When you buy a tool you have to learn how to use it, or you’ve wasted your money. Our team understood this when we implemented a new CRM system: If frontline staff used it and used it well, the investment would deliver on the promise of facilitating advancement of the mission.
Data is also a tool. Managers and decision-makers will succeed if they know how to use data. The question is, what have we done to maximize on that investment?
During our CRM implementation, we had more than 50 working sessions with frontline staff – focus groups and training sessions that involved nearly everyone in configuring the software and applying it in their work. So many hours!
CRM was big, but our investment in data, spread over years, is much bigger. Like other advancement shops we have staff employed in the collection, creation, and management of data, staff who design and maintain the infrastructure for securely storing, assembling, and preparing the data, and staff who use the data to develop reports and business insights.
That investment far exceeds the cost of any CRM, yet has it been matched with an equivalent degree of training in its end-use by managers and decision-makers? For us and many other organizations, the answer is no.
Operations can get very good at translating between the data and the business, but staff across Advancement must be able to speak the language. Author and advisor Bernard Marr says, “… organizations that fail to boost the data literacy of their employees will be left behind because they are not able to fully use the vital business resource of data to their business advantage.” (1)

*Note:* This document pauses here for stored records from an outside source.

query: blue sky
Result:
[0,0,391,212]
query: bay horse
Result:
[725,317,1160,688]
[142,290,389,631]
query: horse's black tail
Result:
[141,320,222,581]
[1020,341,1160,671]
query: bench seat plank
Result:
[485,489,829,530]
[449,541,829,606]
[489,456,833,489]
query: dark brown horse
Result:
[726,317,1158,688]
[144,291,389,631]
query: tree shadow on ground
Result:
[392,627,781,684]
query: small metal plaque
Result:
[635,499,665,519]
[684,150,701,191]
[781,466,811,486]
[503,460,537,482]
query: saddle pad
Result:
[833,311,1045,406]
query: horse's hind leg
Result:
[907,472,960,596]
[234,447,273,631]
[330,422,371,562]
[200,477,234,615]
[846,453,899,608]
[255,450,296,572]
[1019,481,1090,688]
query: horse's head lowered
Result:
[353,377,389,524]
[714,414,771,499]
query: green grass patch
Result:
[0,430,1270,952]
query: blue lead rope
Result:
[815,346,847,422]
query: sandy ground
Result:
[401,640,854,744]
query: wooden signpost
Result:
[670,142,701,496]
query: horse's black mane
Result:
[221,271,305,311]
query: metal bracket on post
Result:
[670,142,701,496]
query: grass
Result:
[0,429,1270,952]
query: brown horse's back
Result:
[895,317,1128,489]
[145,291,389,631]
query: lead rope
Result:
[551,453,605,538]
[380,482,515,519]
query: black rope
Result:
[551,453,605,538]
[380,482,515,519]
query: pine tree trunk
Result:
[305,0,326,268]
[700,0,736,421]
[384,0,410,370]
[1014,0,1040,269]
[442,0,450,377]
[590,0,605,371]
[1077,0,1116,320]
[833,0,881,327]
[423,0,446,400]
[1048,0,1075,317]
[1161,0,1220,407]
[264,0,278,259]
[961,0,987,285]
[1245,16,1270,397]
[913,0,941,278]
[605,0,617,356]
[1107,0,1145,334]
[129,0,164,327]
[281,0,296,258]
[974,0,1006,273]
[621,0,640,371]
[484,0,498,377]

Organizations large and small, in every sector, are coming to this realization. A 2019 Gartner survey found 80 percent of organizations now plan to start developing staff competency in data literacy. (2)
Data literacy simply means the ability to understand data in the context of one’s business knowledge. It includes knowing where the data comes from, how it’s defined, the methods used to analyze it, and having a view to applying it to achieve an outcome.
You don’t need to be a mechanic to drive a car. You don’t need to be an analyst to make decisions with data. The next big leap forward in data-informed decision making might lie in helping more and more staff across the organization learn how to drive.